Although the grayscale image is much better than the original mage, applying threshold helps eliminate the noise and reflect the image. Thresholding creates a binary image, revealing clearly defined image objects and boundaries as either white or black. If the pixel value is greater than a threshold value, it is assigned one value (maybe white), else it is assigned another value (maybe black). Figure 10 shows an example of a thresholded image of the drop. The thresholding function uses three arguments. The first argument is the source image, which should be grayscale. The second argument is the threshold value, which is used to classify the pixel values. The third argument is the max Val, which represents the value to be given if the pixel value is more than (sometimes less than) the threshold value (Morse 2000; Rakesh et al. 2004).

Fig. 10
figure 10

Thresholded image

Taking user inputs for measuring the contact angle

The thresholded image is plotted on a graph and shown in a window to the user in Fig. 10. The user inputs play a significant role in determining the contact angle from the image. The program asks the user to choose the two contacts points on the boundary of the drop. An example of user inputs is shown in Fig. 11 by the red plus sign ( +). The function records these two points x and y coordinates in the form (x left, y left) and (x right, y right). These points are used to determine the tangent to the drop whose angle with the horizontal gives the contact angle of the drop (Njobuenwu 2007).

Fig. 11
figure 11

Plotted image with selected input points

Here the data are called (x left, y left) and (x right, y right). The equation gives the slope of the line connecting these two points:

$${\text{m }} = \frac{{\left( {{\text{y}}\;{\text{left }} - {\text{ y}}\;{\text{right}}} \right)}}{{\left( {{\text{x}}\;{\text{left }} - {\text{ x}}\;{\text{right}}} \right)}}$$
(4)

where m is the gradient.

Given m, the contact angle of the drop can be easily calculated by:

$$\theta \, = \, - {\text{tan}}^{{ - {1}}} \left( {\text{m}} \right)$$
(5)

where θ is the contact angle (refer Fig. 1).

Results

Python program was used on some images of the standard liquids with the known value of IFT and contact angle. The value predicted by the program is reported in Table 1 against the actual values of the drop's IFT and contact angle. The standard deviation in each predicted IFT and contact angle value is reported to estimate the accuracy of the proposed algorithm.

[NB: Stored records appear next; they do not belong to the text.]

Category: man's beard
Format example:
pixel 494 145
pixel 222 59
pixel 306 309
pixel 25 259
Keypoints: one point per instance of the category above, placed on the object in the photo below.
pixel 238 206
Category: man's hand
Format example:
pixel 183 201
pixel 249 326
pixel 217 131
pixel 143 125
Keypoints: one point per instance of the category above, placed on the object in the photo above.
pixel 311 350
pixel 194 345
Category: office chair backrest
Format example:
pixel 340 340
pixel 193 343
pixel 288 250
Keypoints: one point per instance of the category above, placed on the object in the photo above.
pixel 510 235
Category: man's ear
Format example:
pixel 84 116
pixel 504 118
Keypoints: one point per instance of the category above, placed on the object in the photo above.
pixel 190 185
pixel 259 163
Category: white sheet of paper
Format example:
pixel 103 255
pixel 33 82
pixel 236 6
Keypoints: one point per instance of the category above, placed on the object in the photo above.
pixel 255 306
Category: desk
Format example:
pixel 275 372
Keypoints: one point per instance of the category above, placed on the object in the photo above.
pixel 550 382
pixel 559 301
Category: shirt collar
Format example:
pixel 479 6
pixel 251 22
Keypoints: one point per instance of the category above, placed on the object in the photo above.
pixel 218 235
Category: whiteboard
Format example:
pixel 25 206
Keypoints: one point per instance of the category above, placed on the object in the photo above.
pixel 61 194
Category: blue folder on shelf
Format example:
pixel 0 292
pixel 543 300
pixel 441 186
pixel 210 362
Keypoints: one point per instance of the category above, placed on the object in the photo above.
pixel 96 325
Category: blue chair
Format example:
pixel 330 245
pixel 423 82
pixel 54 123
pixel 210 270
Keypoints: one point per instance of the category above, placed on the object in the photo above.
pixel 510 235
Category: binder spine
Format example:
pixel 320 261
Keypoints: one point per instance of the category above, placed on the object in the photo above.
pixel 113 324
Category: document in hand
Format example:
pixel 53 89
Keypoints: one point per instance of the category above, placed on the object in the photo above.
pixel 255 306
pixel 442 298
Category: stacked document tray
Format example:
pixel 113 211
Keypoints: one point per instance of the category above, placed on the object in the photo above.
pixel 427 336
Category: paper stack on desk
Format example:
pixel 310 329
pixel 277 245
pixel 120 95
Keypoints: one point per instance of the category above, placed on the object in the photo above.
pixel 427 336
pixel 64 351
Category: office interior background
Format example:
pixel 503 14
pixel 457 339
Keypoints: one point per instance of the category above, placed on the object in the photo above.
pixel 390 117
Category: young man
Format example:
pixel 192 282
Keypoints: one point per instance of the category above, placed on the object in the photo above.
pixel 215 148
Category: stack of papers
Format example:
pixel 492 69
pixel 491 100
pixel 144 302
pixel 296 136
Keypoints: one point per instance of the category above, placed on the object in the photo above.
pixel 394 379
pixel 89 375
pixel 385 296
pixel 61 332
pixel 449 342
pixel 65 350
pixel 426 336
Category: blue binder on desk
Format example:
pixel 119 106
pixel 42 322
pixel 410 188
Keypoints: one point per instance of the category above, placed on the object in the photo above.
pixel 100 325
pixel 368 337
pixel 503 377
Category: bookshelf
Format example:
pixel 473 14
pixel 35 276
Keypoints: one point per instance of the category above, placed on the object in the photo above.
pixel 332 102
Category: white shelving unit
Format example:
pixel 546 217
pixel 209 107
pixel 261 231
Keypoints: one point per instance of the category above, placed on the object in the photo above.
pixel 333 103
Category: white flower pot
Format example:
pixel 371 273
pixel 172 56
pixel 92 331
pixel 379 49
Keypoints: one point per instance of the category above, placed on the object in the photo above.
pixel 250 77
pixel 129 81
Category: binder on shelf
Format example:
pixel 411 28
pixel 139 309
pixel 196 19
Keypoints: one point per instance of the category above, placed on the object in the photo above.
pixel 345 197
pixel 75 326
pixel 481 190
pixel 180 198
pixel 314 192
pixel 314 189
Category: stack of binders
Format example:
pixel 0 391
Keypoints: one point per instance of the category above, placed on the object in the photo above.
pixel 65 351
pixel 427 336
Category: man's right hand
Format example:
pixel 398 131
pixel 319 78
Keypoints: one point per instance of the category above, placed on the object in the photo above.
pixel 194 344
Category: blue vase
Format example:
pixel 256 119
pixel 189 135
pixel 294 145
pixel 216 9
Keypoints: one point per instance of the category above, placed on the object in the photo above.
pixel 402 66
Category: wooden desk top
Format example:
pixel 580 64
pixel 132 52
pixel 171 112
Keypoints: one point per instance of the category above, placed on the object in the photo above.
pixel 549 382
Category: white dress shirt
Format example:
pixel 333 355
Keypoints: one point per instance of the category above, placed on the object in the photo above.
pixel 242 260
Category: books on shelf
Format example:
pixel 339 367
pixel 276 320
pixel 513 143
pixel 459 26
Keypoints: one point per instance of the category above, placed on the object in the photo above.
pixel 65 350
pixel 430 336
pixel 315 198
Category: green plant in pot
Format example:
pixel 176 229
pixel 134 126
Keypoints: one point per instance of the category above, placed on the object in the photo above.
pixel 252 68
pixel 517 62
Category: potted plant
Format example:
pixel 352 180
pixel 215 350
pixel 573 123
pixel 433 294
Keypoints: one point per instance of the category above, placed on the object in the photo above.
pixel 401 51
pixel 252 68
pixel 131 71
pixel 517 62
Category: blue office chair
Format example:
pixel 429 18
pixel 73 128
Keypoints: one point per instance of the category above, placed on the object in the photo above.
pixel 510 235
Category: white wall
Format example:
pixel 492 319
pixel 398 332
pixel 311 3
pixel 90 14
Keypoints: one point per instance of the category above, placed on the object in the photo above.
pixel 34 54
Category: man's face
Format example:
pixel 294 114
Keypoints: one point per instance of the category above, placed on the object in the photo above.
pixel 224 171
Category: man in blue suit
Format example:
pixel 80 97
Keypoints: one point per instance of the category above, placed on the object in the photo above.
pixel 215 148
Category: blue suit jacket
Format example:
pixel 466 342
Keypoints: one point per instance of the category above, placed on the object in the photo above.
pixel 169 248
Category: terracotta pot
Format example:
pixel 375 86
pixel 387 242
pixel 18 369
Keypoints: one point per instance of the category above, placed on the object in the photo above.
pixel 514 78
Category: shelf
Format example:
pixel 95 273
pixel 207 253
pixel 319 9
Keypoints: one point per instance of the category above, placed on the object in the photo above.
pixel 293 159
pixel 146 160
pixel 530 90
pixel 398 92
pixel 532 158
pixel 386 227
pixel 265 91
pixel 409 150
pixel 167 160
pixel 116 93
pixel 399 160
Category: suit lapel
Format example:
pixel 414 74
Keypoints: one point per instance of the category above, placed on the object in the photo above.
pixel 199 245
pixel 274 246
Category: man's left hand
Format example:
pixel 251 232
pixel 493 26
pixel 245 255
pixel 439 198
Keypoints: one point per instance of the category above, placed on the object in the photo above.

Considering the standard deviations, it is clear that our program is doing a decent job of estimating the IFT value of the fluid. However, in the measurement of contact angle the measurement requires manual interference for selecting the boundary of the droplet. The standard deviation is very less showing a maximum deviation of 1.7, which is within the acceptable range for human error while performing the experiments. This indicates that the python program presented in this study is entirely consistent and efficient.

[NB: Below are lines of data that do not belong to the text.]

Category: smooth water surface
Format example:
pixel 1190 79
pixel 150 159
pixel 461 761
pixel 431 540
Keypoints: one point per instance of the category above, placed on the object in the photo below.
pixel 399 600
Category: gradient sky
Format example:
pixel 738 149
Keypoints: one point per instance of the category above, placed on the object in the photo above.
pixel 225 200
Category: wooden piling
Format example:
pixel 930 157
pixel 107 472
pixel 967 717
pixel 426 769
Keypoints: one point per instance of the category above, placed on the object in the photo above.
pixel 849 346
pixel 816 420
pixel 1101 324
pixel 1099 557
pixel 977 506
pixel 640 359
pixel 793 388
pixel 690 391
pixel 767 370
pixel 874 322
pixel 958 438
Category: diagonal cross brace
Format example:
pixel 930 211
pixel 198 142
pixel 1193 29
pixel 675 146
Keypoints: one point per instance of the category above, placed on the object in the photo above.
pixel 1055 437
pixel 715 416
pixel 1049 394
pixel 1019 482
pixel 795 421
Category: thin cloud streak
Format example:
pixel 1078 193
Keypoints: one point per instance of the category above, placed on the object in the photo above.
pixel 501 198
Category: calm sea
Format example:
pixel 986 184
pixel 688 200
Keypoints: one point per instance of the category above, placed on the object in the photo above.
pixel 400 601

The presented algorithm for IFT estimation consists of four steps:

  1. 1)

    Acquisition and preparing the pendant drop image for processing.

  2. 2)

    Processing the acquired image to estimate different geometrical parameters required to calculate IFT.

  3. 3)

    Taking user input of density difference between fluid under evaluation and its surrounding. 4) Calculating and giving out the determined value of IFT.

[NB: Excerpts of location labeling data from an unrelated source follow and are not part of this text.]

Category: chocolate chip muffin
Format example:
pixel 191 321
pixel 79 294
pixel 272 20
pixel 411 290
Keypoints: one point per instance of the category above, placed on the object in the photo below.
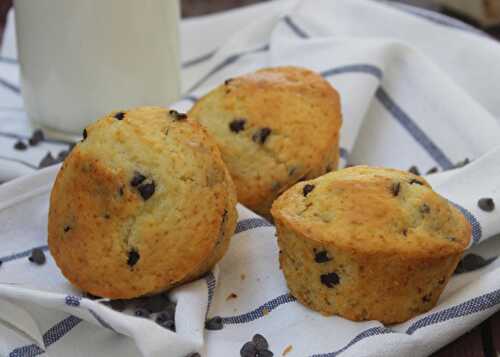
pixel 368 243
pixel 142 204
pixel 274 127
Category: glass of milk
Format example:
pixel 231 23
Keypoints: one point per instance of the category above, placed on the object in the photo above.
pixel 82 59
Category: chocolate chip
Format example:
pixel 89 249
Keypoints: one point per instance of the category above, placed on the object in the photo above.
pixel 142 313
pixel 414 170
pixel 248 350
pixel 237 125
pixel 120 115
pixel 413 181
pixel 177 116
pixel 37 256
pixel 137 179
pixel 486 204
pixel 330 279
pixel 432 170
pixel 215 323
pixel 146 190
pixel 260 342
pixel 20 145
pixel 424 209
pixel 118 305
pixel 307 189
pixel 133 257
pixel 321 257
pixel 261 135
pixel 46 161
pixel 395 188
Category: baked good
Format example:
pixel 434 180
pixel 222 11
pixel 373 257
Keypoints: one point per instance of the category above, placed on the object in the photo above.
pixel 368 243
pixel 274 127
pixel 142 204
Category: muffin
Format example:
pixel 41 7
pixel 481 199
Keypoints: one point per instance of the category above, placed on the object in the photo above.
pixel 274 127
pixel 142 204
pixel 368 243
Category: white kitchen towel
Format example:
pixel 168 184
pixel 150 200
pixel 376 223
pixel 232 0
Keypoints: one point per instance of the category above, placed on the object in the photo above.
pixel 417 89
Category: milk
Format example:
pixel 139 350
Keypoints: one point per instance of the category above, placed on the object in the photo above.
pixel 82 59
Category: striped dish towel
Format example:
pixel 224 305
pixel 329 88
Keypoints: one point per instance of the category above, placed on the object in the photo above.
pixel 417 89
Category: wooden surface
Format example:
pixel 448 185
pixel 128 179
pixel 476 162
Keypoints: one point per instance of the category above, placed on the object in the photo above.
pixel 482 341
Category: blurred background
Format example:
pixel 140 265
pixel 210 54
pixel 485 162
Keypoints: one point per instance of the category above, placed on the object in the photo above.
pixel 484 14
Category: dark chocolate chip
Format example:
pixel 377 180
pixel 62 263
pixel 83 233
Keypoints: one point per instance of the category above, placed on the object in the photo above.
pixel 133 257
pixel 137 179
pixel 330 279
pixel 260 342
pixel 486 204
pixel 142 313
pixel 261 135
pixel 472 262
pixel 395 188
pixel 321 257
pixel 414 170
pixel 146 190
pixel 20 145
pixel 120 115
pixel 248 350
pixel 237 125
pixel 118 305
pixel 37 256
pixel 424 209
pixel 46 161
pixel 432 170
pixel 215 323
pixel 177 116
pixel 413 181
pixel 307 189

The proposed python program provides a straightforward and reliable approach for determining surface tensions and contact angle of various substances for reservoir characterization. It has utility in data interpretation and statistical analysis, both of which are crucial in modern science. In terms of speed and accuracy, the approach utilized here is very effective and efficient.

Conclusion

The pendant drop approach for evaluating IFT for reservoir fluid characterization was discussed in our present work. The IFT is estimated from the geometric profile of a pendant drop of the liquid at mechanical equilibrium. The previous techniques involved costly equipments, still yielding in error outside the permissible limits. These techniques were very time-consuming and inaccurate. The presented program uses the image acquired by the equipment for much more accurate and faster estimation of the IFT. The program further can be used for estimating the contact angle of the fluid over different surfaces.